For the overwhelming majority of my life, I've always classified myself as an extrovert. After all, I loved being around people. I thrived as a social butterfly, as I had friends from all the different areas of my life (skating, school, etc) I kept up with through all the moving around I did as a kid. From there, I went to NYU, a large school, then joined a sorority and became president of the entire Greek council. Socializing was largely what I did everyday and thrived upon.
Fast-forward to today after all my career and life transition, and I've come to realize that I actually identify much more as an introvert.
This came as a shock to me when first considering the possibility, and the idea was met with much resistance. I had always considered introverts to be anti-social, awkward, and the type of people that stood on the sidelines at gatherings.
I'm an Introvert now? What? But I love people!
I absolutely love my job. I partially chose it for the fact that I get to interact with people all day and I am most definitely a people person. But as all trainers can tell you, it is not only a physically challenging job, it can also be emotionally draining. Imagine caring about and for the well-being of nearly 20 people at a time. Empathizing with their personal and physical struggles and triumphs is something I feel extremely privileged to be a part of, but it is undeniably draining.
This exhausted feeling kept plaguing me: if I was an extrovert and loved being surrounded by people, why did I feel like shutting myself off at the end of the day and had zero mental energy or capacity to go see friends and socialize?
I then read a character description that described introverts as "those who feel rejuvenated and re-energized through time alone." That resonated with me immediately, and I knew then that I was a true introvert.
Suddenly, it all made sense.
All the activities that make me feel centered and re-balanced are things I consider "me" time: working out, going on a run outdoors with a great playlist, meditation, writing, going on a photo-taking stroll, curling up to read a book, watching the sun set, cooking and baking; these all help me re-calibrate my mental energy.
It's not that these are things I turn to only when I need to blow off steam- it's just refilling the gas tank when I run empty. Needing to do these things is not about an escape from anything negative.

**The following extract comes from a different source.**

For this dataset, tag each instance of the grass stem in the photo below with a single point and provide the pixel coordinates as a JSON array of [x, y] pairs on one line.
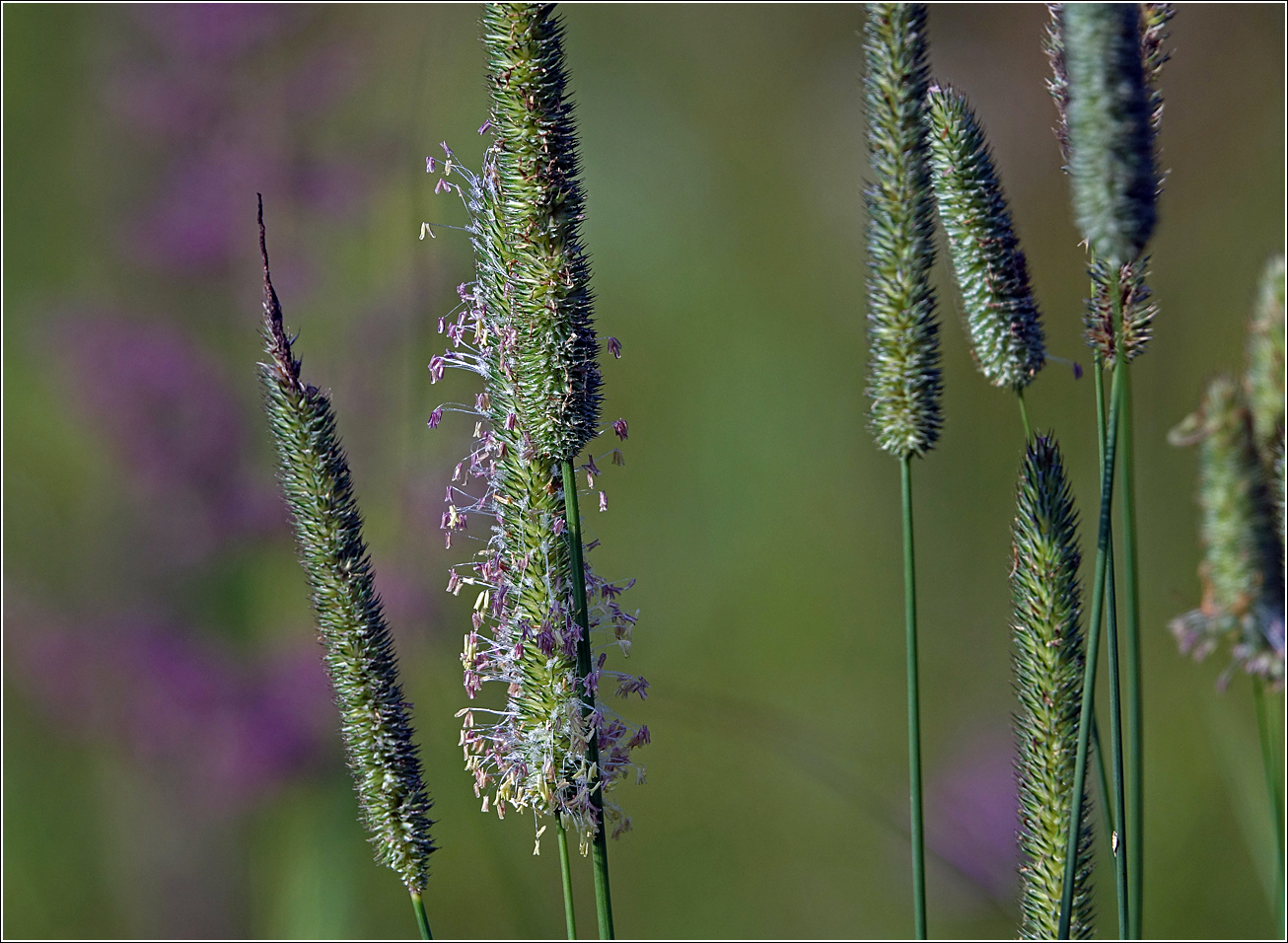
[[421, 920], [1135, 707], [1089, 685], [599, 849], [565, 872], [1271, 765], [909, 605]]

Realizing how you best gather inspiration, motivation, and re-energize yourself is immensely helpful- and NECESSARY.
I used to feel incredibly guilty about missing social gatherings or skipping out on bits of work to do these "me time" activities, but have finally begun to embrace that it is a necessity that allows me to be able to give a fuller, better version of myself to those around me.

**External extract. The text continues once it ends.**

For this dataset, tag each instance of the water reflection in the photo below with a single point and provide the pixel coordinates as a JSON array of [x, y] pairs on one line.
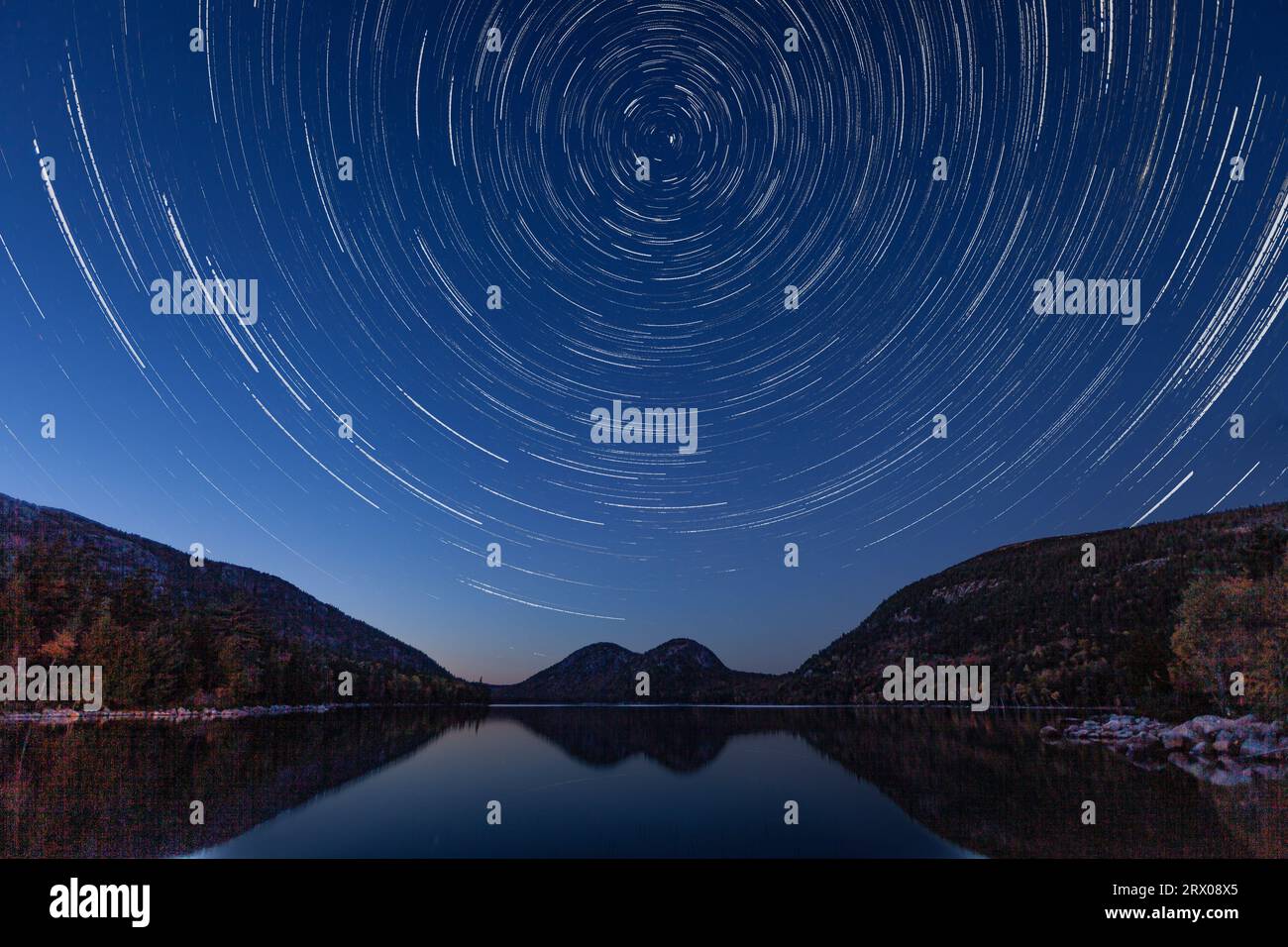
[[612, 781]]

Especially so when your life is particularly stressful or just plain busy. More than ever, I now know that it is not just important, but completely crucial to my well-being and success to take time to myself to recharge.
Embrace and respect what it is that feeds your soul.
Life is tough enough and can throw us for some loops, but by learning how to manage your mental health is your key to being able to maneuver around those hurdles.